The movie goes light on dialogue, light on subplots, light on backstory. The point is for this guy to fuckin run and get his wife and kid out of a hole before they get murdered by assholes or bit by monkeys. Everything else is beside the point. I like it.
I should mention, by the way, that alot of the portrayal of Mayans in the movie is apparently horse shit. You would think if somebody was gonna go through the trouble to make a movie in the dead language of the Mayans they would also try to make it really accurate, but apparently not. I’m sure Mel probaly thinks the Jews sabotaged his consultants, but… nah, just kidding. That was a cheap shot. Let’s set the anti-semite thing aside. I admire Gibson for being crazy enough to make a movie about such an out of left field topic, and make it in the Mayan language, and not really make it about the Mayan empire, exactly. But I guess the historical inaccuracy here is what you should expect when you got a crazy guy making a crazy movie like this.
Most of us won’t be bothered because most of us aren’t scholars of Mayan history. But those who are point out that the movie is combining art and architecture from hundreds of years apart, giving the characters weapons that did not exist at that time, depicting mass killings that historians don’t believe ever happened, showing them rounding up villagers for sacrifice when really they sacrificed members of the royal family. And they even have the Mayans being spooked by an eclipse, which if you think about it is pretty ridiculous. I mean, what’s the most famous thing about the Mayans? Their astrological calendar. The Mayans knew their fuckin astro-shit. Now, if it was me – I could see me getting spooked by an eclipse if I hadn’t had the TV or radio on in a while and didn’t know it was coming. But the Mayans? No way. They calendared that shit. They woulda known exactly when it was gonna happen, they woulda been out there waiting for the eclipse with their little paper viewer things. So alot of people knowledgeable about the Mayan culture have complained about that.
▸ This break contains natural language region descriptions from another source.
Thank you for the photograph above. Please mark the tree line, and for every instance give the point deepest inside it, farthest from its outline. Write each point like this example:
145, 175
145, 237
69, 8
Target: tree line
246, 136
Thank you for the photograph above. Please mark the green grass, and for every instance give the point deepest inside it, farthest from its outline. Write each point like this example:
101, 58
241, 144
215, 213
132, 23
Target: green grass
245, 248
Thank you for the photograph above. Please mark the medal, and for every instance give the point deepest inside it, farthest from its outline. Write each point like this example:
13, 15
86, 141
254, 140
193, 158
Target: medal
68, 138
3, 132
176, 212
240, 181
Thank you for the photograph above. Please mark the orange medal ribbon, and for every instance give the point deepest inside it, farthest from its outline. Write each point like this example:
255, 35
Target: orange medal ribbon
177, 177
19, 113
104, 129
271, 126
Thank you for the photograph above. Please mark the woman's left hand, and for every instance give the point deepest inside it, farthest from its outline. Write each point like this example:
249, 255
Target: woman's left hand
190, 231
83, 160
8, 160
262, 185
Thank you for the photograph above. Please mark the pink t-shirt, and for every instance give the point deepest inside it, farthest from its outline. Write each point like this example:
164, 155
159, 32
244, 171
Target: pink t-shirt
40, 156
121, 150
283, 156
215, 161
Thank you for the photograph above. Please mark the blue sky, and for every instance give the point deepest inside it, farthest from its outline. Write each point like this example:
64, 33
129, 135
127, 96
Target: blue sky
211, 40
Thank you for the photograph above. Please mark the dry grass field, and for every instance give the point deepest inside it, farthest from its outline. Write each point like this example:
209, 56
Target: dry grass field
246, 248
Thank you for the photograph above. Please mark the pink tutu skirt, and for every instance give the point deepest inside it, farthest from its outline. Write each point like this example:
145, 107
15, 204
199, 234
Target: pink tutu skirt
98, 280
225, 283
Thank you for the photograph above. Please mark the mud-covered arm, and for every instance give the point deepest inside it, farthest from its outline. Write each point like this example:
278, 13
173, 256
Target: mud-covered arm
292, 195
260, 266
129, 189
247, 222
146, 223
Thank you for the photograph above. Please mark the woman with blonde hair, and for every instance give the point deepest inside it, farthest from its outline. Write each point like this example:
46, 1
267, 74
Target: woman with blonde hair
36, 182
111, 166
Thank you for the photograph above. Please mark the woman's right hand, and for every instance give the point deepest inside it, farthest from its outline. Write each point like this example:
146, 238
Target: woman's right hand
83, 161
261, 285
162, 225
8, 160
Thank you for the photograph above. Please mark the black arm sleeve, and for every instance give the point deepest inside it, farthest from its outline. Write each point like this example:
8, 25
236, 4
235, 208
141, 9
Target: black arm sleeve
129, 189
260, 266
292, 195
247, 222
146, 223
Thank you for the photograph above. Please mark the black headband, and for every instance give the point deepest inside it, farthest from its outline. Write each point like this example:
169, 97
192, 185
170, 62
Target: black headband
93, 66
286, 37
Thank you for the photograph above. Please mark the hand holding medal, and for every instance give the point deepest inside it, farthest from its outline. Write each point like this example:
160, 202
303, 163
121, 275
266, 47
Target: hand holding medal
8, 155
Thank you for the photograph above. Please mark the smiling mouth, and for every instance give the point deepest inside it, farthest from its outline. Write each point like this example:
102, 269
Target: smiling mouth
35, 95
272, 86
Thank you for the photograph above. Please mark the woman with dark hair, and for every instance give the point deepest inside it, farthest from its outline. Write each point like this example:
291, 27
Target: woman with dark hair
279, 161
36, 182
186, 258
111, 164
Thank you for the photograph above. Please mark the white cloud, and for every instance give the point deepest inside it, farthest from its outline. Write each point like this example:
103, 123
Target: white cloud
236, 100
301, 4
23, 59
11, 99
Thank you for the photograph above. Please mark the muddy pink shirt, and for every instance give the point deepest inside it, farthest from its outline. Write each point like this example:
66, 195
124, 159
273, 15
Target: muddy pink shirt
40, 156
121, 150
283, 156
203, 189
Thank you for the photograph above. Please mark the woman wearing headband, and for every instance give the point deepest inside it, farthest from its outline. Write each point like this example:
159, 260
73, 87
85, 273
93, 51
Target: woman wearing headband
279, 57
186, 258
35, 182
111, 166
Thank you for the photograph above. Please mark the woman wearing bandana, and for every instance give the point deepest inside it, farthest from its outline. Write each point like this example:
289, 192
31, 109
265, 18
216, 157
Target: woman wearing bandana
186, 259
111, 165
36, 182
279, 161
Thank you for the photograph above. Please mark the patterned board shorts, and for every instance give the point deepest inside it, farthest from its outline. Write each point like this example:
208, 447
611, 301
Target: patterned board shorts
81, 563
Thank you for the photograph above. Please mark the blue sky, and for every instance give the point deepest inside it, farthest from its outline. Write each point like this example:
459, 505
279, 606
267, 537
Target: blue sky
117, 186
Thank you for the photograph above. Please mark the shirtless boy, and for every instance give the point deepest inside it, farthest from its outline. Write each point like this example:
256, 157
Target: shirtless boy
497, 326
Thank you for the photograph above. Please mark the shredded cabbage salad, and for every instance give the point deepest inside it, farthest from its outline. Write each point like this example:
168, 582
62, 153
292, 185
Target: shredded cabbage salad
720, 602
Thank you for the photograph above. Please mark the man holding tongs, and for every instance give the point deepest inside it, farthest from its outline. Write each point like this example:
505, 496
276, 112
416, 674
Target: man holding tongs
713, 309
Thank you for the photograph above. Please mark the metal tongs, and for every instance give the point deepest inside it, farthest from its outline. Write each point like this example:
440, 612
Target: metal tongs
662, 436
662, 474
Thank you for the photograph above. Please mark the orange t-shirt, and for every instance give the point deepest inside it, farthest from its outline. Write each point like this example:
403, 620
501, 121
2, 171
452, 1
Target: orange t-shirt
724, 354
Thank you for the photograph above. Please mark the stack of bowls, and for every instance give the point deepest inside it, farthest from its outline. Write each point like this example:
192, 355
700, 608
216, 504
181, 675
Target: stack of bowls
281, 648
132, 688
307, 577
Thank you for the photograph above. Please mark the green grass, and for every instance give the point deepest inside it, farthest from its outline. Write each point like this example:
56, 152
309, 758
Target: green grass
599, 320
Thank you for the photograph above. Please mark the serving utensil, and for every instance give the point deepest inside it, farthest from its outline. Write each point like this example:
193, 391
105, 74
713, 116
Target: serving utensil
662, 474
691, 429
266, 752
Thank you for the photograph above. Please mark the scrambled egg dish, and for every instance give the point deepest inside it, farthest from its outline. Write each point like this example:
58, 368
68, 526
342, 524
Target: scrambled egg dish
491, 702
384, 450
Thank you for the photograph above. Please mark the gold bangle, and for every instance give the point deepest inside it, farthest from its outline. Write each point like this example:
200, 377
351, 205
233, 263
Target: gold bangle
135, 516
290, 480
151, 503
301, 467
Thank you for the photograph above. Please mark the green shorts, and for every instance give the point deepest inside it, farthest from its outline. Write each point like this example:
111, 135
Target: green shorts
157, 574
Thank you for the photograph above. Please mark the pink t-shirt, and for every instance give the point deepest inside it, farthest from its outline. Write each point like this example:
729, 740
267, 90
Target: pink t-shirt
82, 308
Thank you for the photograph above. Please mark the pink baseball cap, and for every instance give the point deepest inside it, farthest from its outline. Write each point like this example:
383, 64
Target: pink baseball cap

I would also like to add that MIDNIGHT COWBOY did not exist until the 1970s or so, the Mayans did not have access to it and even if they did there was no electricity. Also, the movie does not show that the Mayans maybe invented chocolate, which is a pretty huge oversight. I forget where I read it but somebody once pointed out that Robert Zemeckis has two movies where he has a white man inventing black music. In BACK TO THE FUTURE Michael J. whatsisdick teaches Chuck Berry everything he knows. In FORREST GUMP, Tom Hanks teaches Elvis everything he knows, he doesn’t actually learn it from black musicians. At least Mel doesn’t have a white man inventing chocolate, but still. Give the Mayans credit. Chocolate is delicious. I know it, you know it, Mel Gibson knows it. Who are we trying to fool here, Mel?
Anyway, you gotta watch this as some fantasy adventure like CONAN THE BARBARIAN or something, not as actual history. But if you can do that you got a good one here.
Trivia: APOCALYPTO’s director of photography Dean Semler is better known as the director of Steven Seagal’s first DTV picture, THE PATRIOT.